Achtung: Viele Links auf einer Seite sind noch kein Beweis. Entscheidend ist, ob die verlinkten Belege die Aussage wirklich stützen.


Frage 6: Was sagt eine zweite Quelle?

Vergleiche eine wichtige Aussage mit mindestens einer zweiten, möglichst unabhängigen Quelle. Zwei Webseiten sind nicht wirklich unabhängig, wenn die zweite nur den Text der ersten kopiert.

Wikimedia Commons, CC0: Schutz vor Fehl- und Desinformation.

Ein guter Vergleich fragt: Stimmen die Kernaussagen überein? Gibt es Unterschiede? Welche Quelle erklärt genauer? Welche nennt Belege? Welche hat einen erkennbaren Zweck?

„Fake News – Auf Spurensuche mit FINN“ bietet dazu ein kindgerechtes Übungsmodul.


Die Quellen-Ampel

Die Ampel ist eine Lernhilfe, kein automatischer Wahrheitsdetektor.

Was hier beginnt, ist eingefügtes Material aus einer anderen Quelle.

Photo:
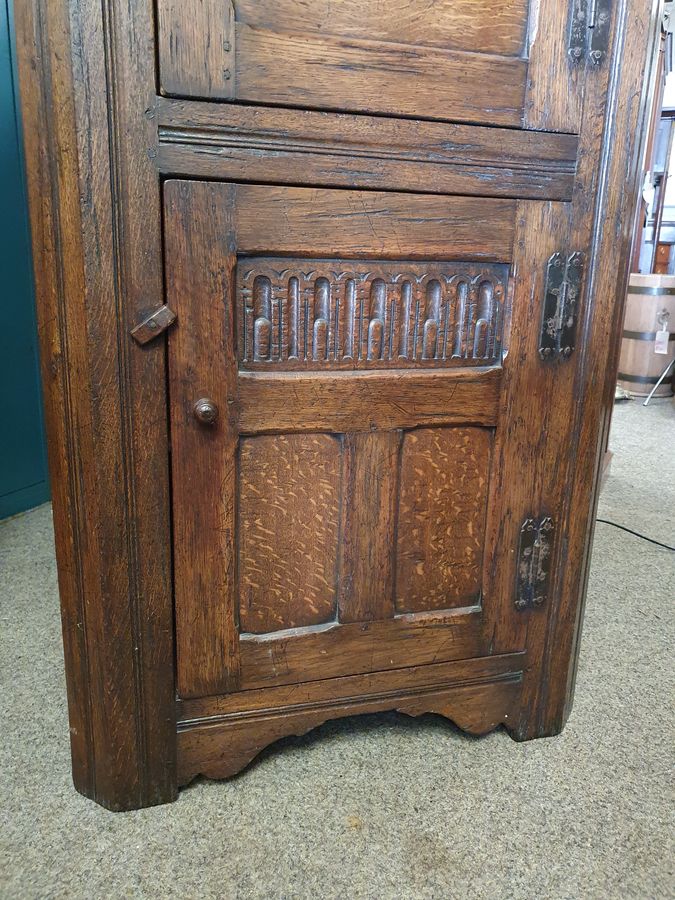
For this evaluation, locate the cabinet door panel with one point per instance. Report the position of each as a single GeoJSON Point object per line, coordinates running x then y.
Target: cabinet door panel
{"type": "Point", "coordinates": [457, 61]}
{"type": "Point", "coordinates": [332, 520]}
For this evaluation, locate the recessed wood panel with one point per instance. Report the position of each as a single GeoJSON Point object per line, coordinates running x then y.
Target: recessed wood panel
{"type": "Point", "coordinates": [289, 500]}
{"type": "Point", "coordinates": [447, 24]}
{"type": "Point", "coordinates": [373, 76]}
{"type": "Point", "coordinates": [323, 223]}
{"type": "Point", "coordinates": [440, 60]}
{"type": "Point", "coordinates": [441, 517]}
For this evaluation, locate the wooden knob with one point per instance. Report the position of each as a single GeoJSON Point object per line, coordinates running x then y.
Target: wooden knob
{"type": "Point", "coordinates": [205, 411]}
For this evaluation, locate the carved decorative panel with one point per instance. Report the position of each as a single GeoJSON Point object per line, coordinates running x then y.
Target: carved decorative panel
{"type": "Point", "coordinates": [336, 314]}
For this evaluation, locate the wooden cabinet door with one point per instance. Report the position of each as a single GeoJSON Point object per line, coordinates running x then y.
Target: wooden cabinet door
{"type": "Point", "coordinates": [335, 381]}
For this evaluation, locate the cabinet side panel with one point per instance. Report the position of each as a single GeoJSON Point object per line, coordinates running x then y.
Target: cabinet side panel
{"type": "Point", "coordinates": [97, 262]}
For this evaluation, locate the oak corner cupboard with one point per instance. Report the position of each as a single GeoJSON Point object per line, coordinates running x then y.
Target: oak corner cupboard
{"type": "Point", "coordinates": [329, 315]}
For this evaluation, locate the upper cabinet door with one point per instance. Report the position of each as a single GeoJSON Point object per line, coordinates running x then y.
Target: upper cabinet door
{"type": "Point", "coordinates": [454, 60]}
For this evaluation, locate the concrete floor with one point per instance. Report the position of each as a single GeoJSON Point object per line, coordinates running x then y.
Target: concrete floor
{"type": "Point", "coordinates": [380, 806]}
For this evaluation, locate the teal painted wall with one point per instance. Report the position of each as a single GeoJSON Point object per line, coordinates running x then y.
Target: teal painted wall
{"type": "Point", "coordinates": [23, 467]}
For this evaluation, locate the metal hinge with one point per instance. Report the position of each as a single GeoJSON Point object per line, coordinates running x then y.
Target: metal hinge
{"type": "Point", "coordinates": [564, 275]}
{"type": "Point", "coordinates": [154, 325]}
{"type": "Point", "coordinates": [534, 562]}
{"type": "Point", "coordinates": [589, 30]}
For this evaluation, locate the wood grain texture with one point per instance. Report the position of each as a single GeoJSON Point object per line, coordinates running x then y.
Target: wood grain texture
{"type": "Point", "coordinates": [339, 56]}
{"type": "Point", "coordinates": [367, 224]}
{"type": "Point", "coordinates": [320, 71]}
{"type": "Point", "coordinates": [246, 143]}
{"type": "Point", "coordinates": [446, 24]}
{"type": "Point", "coordinates": [334, 690]}
{"type": "Point", "coordinates": [200, 265]}
{"type": "Point", "coordinates": [97, 274]}
{"type": "Point", "coordinates": [331, 651]}
{"type": "Point", "coordinates": [222, 749]}
{"type": "Point", "coordinates": [444, 475]}
{"type": "Point", "coordinates": [290, 490]}
{"type": "Point", "coordinates": [555, 86]}
{"type": "Point", "coordinates": [633, 64]}
{"type": "Point", "coordinates": [98, 140]}
{"type": "Point", "coordinates": [366, 400]}
{"type": "Point", "coordinates": [370, 478]}
{"type": "Point", "coordinates": [199, 39]}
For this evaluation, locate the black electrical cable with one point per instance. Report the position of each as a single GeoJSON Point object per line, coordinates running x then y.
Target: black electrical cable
{"type": "Point", "coordinates": [637, 534]}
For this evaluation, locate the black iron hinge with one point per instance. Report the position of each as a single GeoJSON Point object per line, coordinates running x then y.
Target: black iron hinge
{"type": "Point", "coordinates": [534, 562]}
{"type": "Point", "coordinates": [564, 276]}
{"type": "Point", "coordinates": [589, 30]}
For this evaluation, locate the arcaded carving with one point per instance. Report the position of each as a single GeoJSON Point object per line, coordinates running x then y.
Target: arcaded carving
{"type": "Point", "coordinates": [318, 314]}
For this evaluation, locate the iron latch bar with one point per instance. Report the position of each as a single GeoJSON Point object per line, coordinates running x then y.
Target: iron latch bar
{"type": "Point", "coordinates": [153, 325]}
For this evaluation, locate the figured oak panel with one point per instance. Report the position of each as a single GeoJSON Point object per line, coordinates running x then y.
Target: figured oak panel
{"type": "Point", "coordinates": [335, 314]}
{"type": "Point", "coordinates": [368, 526]}
{"type": "Point", "coordinates": [441, 517]}
{"type": "Point", "coordinates": [289, 501]}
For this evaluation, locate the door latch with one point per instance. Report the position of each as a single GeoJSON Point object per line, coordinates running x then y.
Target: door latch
{"type": "Point", "coordinates": [153, 325]}
{"type": "Point", "coordinates": [561, 300]}
{"type": "Point", "coordinates": [589, 30]}
{"type": "Point", "coordinates": [534, 562]}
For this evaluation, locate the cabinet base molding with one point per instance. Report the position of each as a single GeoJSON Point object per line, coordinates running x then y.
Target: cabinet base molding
{"type": "Point", "coordinates": [223, 735]}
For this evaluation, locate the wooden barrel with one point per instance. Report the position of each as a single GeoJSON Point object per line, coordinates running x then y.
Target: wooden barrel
{"type": "Point", "coordinates": [639, 366]}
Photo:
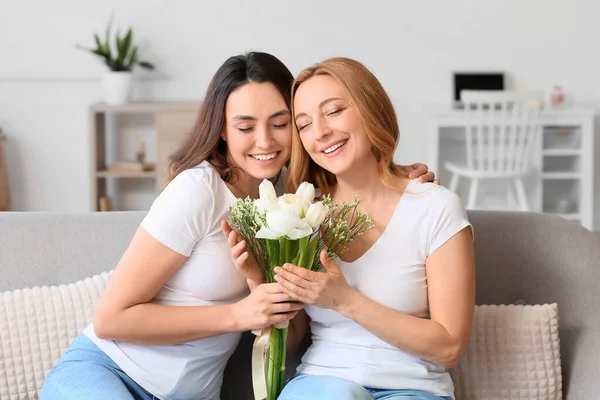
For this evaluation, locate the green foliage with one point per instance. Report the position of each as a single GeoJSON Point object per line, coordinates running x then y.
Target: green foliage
{"type": "Point", "coordinates": [123, 56]}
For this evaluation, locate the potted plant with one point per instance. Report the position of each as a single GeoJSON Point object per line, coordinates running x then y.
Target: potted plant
{"type": "Point", "coordinates": [120, 60]}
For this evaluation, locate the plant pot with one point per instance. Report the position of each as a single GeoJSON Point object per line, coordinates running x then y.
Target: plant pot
{"type": "Point", "coordinates": [117, 87]}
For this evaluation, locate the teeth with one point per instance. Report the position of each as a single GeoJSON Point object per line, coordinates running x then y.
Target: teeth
{"type": "Point", "coordinates": [264, 157]}
{"type": "Point", "coordinates": [334, 147]}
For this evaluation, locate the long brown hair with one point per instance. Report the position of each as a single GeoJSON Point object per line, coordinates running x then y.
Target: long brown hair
{"type": "Point", "coordinates": [376, 111]}
{"type": "Point", "coordinates": [205, 143]}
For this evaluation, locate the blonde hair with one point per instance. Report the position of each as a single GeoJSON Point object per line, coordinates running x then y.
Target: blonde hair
{"type": "Point", "coordinates": [376, 112]}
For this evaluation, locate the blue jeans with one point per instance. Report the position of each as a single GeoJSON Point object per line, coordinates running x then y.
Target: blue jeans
{"type": "Point", "coordinates": [86, 372]}
{"type": "Point", "coordinates": [321, 387]}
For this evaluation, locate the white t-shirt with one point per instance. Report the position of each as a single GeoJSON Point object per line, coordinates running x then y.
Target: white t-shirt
{"type": "Point", "coordinates": [391, 272]}
{"type": "Point", "coordinates": [186, 217]}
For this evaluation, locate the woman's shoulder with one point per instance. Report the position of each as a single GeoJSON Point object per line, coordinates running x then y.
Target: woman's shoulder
{"type": "Point", "coordinates": [202, 175]}
{"type": "Point", "coordinates": [436, 199]}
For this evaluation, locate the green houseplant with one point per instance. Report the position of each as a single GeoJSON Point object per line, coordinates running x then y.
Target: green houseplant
{"type": "Point", "coordinates": [121, 58]}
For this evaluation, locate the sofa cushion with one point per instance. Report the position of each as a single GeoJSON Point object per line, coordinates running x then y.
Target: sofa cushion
{"type": "Point", "coordinates": [513, 353]}
{"type": "Point", "coordinates": [37, 326]}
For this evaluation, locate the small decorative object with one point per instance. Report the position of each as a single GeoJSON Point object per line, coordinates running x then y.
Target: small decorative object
{"type": "Point", "coordinates": [557, 96]}
{"type": "Point", "coordinates": [105, 204]}
{"type": "Point", "coordinates": [295, 230]}
{"type": "Point", "coordinates": [141, 153]}
{"type": "Point", "coordinates": [120, 60]}
{"type": "Point", "coordinates": [563, 205]}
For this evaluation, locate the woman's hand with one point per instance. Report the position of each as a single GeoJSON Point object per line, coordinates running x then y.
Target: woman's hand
{"type": "Point", "coordinates": [267, 305]}
{"type": "Point", "coordinates": [327, 289]}
{"type": "Point", "coordinates": [242, 259]}
{"type": "Point", "coordinates": [420, 171]}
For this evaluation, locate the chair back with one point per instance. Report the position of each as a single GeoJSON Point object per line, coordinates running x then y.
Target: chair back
{"type": "Point", "coordinates": [501, 130]}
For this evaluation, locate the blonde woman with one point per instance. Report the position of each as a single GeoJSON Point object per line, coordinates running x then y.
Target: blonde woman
{"type": "Point", "coordinates": [395, 311]}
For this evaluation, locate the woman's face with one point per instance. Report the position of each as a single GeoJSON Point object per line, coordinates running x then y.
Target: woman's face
{"type": "Point", "coordinates": [257, 130]}
{"type": "Point", "coordinates": [329, 125]}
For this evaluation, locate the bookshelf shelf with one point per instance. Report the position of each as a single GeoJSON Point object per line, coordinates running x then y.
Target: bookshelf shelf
{"type": "Point", "coordinates": [171, 122]}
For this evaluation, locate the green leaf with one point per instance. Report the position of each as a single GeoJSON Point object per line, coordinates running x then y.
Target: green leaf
{"type": "Point", "coordinates": [97, 39]}
{"type": "Point", "coordinates": [146, 64]}
{"type": "Point", "coordinates": [106, 46]}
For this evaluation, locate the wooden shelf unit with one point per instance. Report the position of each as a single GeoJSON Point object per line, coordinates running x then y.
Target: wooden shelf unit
{"type": "Point", "coordinates": [173, 121]}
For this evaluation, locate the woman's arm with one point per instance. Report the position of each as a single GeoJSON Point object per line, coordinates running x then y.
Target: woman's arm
{"type": "Point", "coordinates": [125, 312]}
{"type": "Point", "coordinates": [451, 290]}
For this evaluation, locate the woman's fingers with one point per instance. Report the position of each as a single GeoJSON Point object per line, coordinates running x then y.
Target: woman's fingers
{"type": "Point", "coordinates": [226, 228]}
{"type": "Point", "coordinates": [279, 318]}
{"type": "Point", "coordinates": [238, 249]}
{"type": "Point", "coordinates": [287, 307]}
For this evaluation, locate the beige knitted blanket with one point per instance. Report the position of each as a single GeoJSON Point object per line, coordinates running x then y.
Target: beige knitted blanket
{"type": "Point", "coordinates": [36, 327]}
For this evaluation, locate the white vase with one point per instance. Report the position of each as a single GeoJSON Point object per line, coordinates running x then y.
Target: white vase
{"type": "Point", "coordinates": [117, 87]}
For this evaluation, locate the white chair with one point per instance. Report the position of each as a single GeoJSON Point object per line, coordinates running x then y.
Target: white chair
{"type": "Point", "coordinates": [500, 134]}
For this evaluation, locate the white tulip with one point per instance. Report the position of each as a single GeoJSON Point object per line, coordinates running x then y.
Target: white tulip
{"type": "Point", "coordinates": [306, 191]}
{"type": "Point", "coordinates": [266, 205]}
{"type": "Point", "coordinates": [283, 223]}
{"type": "Point", "coordinates": [266, 190]}
{"type": "Point", "coordinates": [295, 203]}
{"type": "Point", "coordinates": [316, 214]}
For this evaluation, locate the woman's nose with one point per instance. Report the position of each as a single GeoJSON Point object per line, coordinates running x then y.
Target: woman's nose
{"type": "Point", "coordinates": [264, 138]}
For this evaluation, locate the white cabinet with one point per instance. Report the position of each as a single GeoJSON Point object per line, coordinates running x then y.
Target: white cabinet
{"type": "Point", "coordinates": [562, 177]}
{"type": "Point", "coordinates": [170, 123]}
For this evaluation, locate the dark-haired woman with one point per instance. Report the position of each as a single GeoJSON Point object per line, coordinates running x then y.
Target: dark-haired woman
{"type": "Point", "coordinates": [175, 307]}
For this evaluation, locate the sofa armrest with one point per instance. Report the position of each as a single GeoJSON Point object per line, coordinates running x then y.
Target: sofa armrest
{"type": "Point", "coordinates": [37, 325]}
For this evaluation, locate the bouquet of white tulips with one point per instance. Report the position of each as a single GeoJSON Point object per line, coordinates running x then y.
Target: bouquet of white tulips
{"type": "Point", "coordinates": [290, 229]}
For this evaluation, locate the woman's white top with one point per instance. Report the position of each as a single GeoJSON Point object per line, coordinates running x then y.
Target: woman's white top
{"type": "Point", "coordinates": [186, 217]}
{"type": "Point", "coordinates": [392, 272]}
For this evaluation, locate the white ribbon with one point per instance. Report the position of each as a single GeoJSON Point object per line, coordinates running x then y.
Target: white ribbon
{"type": "Point", "coordinates": [260, 355]}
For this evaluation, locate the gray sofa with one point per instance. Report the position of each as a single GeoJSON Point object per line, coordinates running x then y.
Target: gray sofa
{"type": "Point", "coordinates": [533, 257]}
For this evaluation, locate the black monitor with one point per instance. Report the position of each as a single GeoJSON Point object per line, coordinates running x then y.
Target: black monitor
{"type": "Point", "coordinates": [477, 81]}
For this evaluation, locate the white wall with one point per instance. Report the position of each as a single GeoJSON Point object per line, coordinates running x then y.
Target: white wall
{"type": "Point", "coordinates": [46, 85]}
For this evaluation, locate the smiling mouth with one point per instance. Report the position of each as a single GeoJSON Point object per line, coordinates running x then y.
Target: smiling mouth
{"type": "Point", "coordinates": [264, 157]}
{"type": "Point", "coordinates": [334, 147]}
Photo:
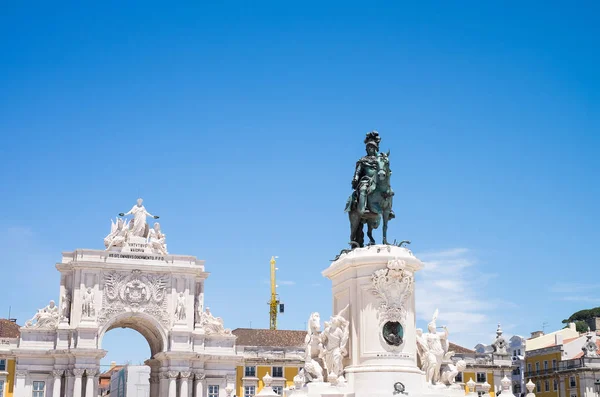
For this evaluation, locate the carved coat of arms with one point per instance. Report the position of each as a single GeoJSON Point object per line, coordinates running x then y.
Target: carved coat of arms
{"type": "Point", "coordinates": [394, 286]}
{"type": "Point", "coordinates": [134, 291]}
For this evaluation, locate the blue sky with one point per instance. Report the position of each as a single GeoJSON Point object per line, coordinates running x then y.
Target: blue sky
{"type": "Point", "coordinates": [239, 124]}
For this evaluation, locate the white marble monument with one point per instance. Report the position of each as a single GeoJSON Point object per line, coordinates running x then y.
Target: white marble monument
{"type": "Point", "coordinates": [372, 346]}
{"type": "Point", "coordinates": [132, 283]}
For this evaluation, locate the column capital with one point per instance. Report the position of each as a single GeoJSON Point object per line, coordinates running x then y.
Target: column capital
{"type": "Point", "coordinates": [57, 373]}
{"type": "Point", "coordinates": [91, 372]}
{"type": "Point", "coordinates": [154, 379]}
{"type": "Point", "coordinates": [21, 373]}
{"type": "Point", "coordinates": [172, 374]}
{"type": "Point", "coordinates": [78, 372]}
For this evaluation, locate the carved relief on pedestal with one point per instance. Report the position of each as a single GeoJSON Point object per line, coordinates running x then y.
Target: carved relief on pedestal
{"type": "Point", "coordinates": [78, 372]}
{"type": "Point", "coordinates": [57, 373]}
{"type": "Point", "coordinates": [393, 286]}
{"type": "Point", "coordinates": [21, 373]}
{"type": "Point", "coordinates": [87, 305]}
{"type": "Point", "coordinates": [134, 291]}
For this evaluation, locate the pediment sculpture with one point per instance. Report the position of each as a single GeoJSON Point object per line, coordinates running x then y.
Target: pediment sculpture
{"type": "Point", "coordinates": [213, 325]}
{"type": "Point", "coordinates": [123, 231]}
{"type": "Point", "coordinates": [432, 348]}
{"type": "Point", "coordinates": [47, 317]}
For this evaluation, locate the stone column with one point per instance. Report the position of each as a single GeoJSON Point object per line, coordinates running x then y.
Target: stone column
{"type": "Point", "coordinates": [172, 383]}
{"type": "Point", "coordinates": [89, 387]}
{"type": "Point", "coordinates": [183, 384]}
{"type": "Point", "coordinates": [154, 385]}
{"type": "Point", "coordinates": [69, 380]}
{"type": "Point", "coordinates": [77, 386]}
{"type": "Point", "coordinates": [57, 374]}
{"type": "Point", "coordinates": [199, 383]}
{"type": "Point", "coordinates": [20, 377]}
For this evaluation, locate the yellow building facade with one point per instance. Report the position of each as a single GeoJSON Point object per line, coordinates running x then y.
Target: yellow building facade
{"type": "Point", "coordinates": [9, 336]}
{"type": "Point", "coordinates": [479, 376]}
{"type": "Point", "coordinates": [280, 353]}
{"type": "Point", "coordinates": [562, 367]}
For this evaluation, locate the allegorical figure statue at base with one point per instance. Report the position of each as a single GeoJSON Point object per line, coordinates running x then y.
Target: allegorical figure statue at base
{"type": "Point", "coordinates": [313, 371]}
{"type": "Point", "coordinates": [139, 225]}
{"type": "Point", "coordinates": [371, 199]}
{"type": "Point", "coordinates": [334, 339]}
{"type": "Point", "coordinates": [432, 348]}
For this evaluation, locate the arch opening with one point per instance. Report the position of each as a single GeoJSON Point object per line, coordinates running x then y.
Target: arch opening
{"type": "Point", "coordinates": [144, 324]}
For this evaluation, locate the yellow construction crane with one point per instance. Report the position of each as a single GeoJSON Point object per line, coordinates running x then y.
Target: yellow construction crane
{"type": "Point", "coordinates": [274, 305]}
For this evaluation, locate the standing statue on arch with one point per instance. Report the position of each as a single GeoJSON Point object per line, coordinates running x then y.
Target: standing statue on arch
{"type": "Point", "coordinates": [138, 225]}
{"type": "Point", "coordinates": [371, 199]}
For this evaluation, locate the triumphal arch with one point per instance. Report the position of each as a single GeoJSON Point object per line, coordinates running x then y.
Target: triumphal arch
{"type": "Point", "coordinates": [134, 282]}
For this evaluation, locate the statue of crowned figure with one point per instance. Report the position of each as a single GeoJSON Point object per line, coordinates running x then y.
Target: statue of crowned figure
{"type": "Point", "coordinates": [371, 199]}
{"type": "Point", "coordinates": [123, 231]}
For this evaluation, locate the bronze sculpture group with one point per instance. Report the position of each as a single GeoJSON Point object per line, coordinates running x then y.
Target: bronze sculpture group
{"type": "Point", "coordinates": [371, 200]}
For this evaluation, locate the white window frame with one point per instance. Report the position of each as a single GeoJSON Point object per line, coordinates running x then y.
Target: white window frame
{"type": "Point", "coordinates": [209, 394]}
{"type": "Point", "coordinates": [34, 392]}
{"type": "Point", "coordinates": [250, 376]}
{"type": "Point", "coordinates": [248, 392]}
{"type": "Point", "coordinates": [282, 371]}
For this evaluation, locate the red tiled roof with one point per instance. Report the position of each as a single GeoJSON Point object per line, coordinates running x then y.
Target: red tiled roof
{"type": "Point", "coordinates": [9, 329]}
{"type": "Point", "coordinates": [109, 373]}
{"type": "Point", "coordinates": [459, 349]}
{"type": "Point", "coordinates": [269, 337]}
{"type": "Point", "coordinates": [291, 338]}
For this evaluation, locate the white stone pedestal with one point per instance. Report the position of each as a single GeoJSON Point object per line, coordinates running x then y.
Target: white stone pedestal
{"type": "Point", "coordinates": [378, 284]}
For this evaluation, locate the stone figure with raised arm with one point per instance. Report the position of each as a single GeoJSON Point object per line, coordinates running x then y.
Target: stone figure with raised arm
{"type": "Point", "coordinates": [212, 324]}
{"type": "Point", "coordinates": [424, 355]}
{"type": "Point", "coordinates": [65, 305]}
{"type": "Point", "coordinates": [436, 344]}
{"type": "Point", "coordinates": [334, 339]}
{"type": "Point", "coordinates": [46, 317]}
{"type": "Point", "coordinates": [313, 371]}
{"type": "Point", "coordinates": [157, 239]}
{"type": "Point", "coordinates": [87, 307]}
{"type": "Point", "coordinates": [451, 370]}
{"type": "Point", "coordinates": [118, 234]}
{"type": "Point", "coordinates": [180, 309]}
{"type": "Point", "coordinates": [140, 226]}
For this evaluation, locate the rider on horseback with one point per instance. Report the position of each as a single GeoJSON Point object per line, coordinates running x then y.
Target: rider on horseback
{"type": "Point", "coordinates": [371, 199]}
{"type": "Point", "coordinates": [365, 179]}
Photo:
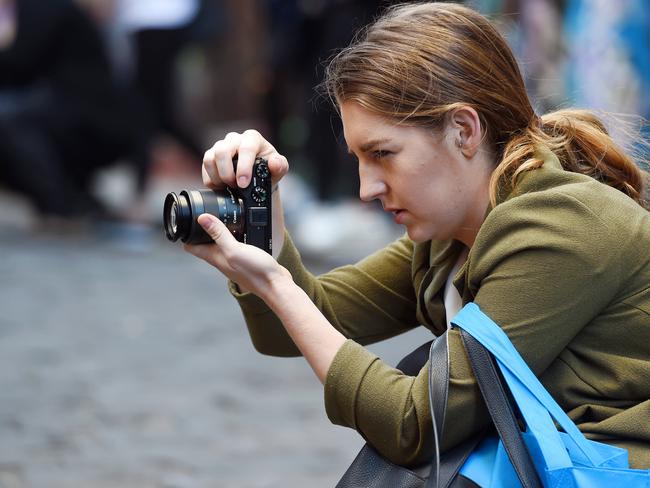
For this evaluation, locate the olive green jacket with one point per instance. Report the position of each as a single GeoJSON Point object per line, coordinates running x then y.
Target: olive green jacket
{"type": "Point", "coordinates": [562, 265]}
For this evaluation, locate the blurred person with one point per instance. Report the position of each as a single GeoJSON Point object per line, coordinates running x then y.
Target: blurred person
{"type": "Point", "coordinates": [538, 220]}
{"type": "Point", "coordinates": [61, 115]}
{"type": "Point", "coordinates": [302, 36]}
{"type": "Point", "coordinates": [608, 60]}
{"type": "Point", "coordinates": [158, 32]}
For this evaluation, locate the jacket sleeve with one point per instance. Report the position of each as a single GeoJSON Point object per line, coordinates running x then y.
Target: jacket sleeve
{"type": "Point", "coordinates": [542, 268]}
{"type": "Point", "coordinates": [368, 302]}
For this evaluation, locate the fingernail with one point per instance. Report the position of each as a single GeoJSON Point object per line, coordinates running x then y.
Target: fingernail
{"type": "Point", "coordinates": [205, 221]}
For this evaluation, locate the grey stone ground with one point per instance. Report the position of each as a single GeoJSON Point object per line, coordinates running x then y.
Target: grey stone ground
{"type": "Point", "coordinates": [125, 363]}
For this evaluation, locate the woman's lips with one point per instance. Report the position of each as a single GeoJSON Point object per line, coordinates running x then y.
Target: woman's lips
{"type": "Point", "coordinates": [398, 215]}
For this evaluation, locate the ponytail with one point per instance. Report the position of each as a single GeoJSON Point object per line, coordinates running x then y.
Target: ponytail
{"type": "Point", "coordinates": [582, 144]}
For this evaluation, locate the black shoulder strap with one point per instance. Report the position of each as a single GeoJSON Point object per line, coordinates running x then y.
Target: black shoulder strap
{"type": "Point", "coordinates": [501, 411]}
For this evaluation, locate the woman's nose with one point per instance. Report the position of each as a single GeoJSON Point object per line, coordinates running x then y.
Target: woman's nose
{"type": "Point", "coordinates": [371, 185]}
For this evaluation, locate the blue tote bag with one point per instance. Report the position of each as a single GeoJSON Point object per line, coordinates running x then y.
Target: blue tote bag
{"type": "Point", "coordinates": [562, 459]}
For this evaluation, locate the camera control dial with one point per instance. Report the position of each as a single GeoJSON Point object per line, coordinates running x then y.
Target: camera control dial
{"type": "Point", "coordinates": [259, 194]}
{"type": "Point", "coordinates": [262, 171]}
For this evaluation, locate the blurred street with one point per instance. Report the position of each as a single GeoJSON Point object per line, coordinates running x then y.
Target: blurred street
{"type": "Point", "coordinates": [124, 362]}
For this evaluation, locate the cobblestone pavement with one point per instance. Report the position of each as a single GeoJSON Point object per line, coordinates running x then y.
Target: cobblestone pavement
{"type": "Point", "coordinates": [125, 363]}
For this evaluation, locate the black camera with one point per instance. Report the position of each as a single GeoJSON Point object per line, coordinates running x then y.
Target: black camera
{"type": "Point", "coordinates": [245, 211]}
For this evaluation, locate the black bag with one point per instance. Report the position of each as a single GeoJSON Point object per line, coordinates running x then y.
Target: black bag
{"type": "Point", "coordinates": [371, 470]}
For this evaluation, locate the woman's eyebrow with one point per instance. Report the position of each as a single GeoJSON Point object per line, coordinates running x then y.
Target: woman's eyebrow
{"type": "Point", "coordinates": [367, 146]}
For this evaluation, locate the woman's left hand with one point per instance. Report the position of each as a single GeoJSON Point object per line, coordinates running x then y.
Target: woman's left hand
{"type": "Point", "coordinates": [250, 267]}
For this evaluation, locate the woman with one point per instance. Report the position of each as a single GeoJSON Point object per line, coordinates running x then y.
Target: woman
{"type": "Point", "coordinates": [540, 221]}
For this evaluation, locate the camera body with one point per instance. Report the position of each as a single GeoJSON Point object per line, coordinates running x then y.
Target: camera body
{"type": "Point", "coordinates": [246, 212]}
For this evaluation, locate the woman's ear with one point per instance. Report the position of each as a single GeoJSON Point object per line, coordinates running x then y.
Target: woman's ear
{"type": "Point", "coordinates": [465, 129]}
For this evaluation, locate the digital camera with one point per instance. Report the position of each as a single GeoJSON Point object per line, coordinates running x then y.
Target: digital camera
{"type": "Point", "coordinates": [246, 212]}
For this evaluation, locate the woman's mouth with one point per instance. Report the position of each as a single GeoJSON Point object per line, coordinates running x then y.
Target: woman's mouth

Farbe Typische Situation Dein nächster Schritt
Grün Anbieter und Autor nachvollziehbar, passendes Datum, Zweck erkennbar, Belege vorhanden, zweite Quelle bestätigt Wesentliches Information kann mit Quellenangabe genutzt werden.
Gelb Ein oder mehrere Punkte sind unklar Weiterprüfen, bessere zweite Quelle suchen, Unsicherheit benennen.
Rot Verantwortung unklar, keine Belege, starke Täuschungssignale, veraltete oder widersprüchliche Angaben Nicht einfach übernehmen; gezielt nach verlässlicheren Quellen suchen.


Medien unterscheiden und passend prüfen

Informationen begegnen Dir in vielen Formen. Jede Form hat Stärken und typische Prüffragen.


Buch und Lexikon

Wikimedia Commons, gemeinfrei.

Ein Buch kann ausführlich erklären und besitzt meist Angaben zu Autor, Titel, Verlag und Erscheinungsjahr. Prüfe trotzdem, ob das Buch für Deine Frage aktuell genug ist und ob der Autor fachlich zum Thema passt.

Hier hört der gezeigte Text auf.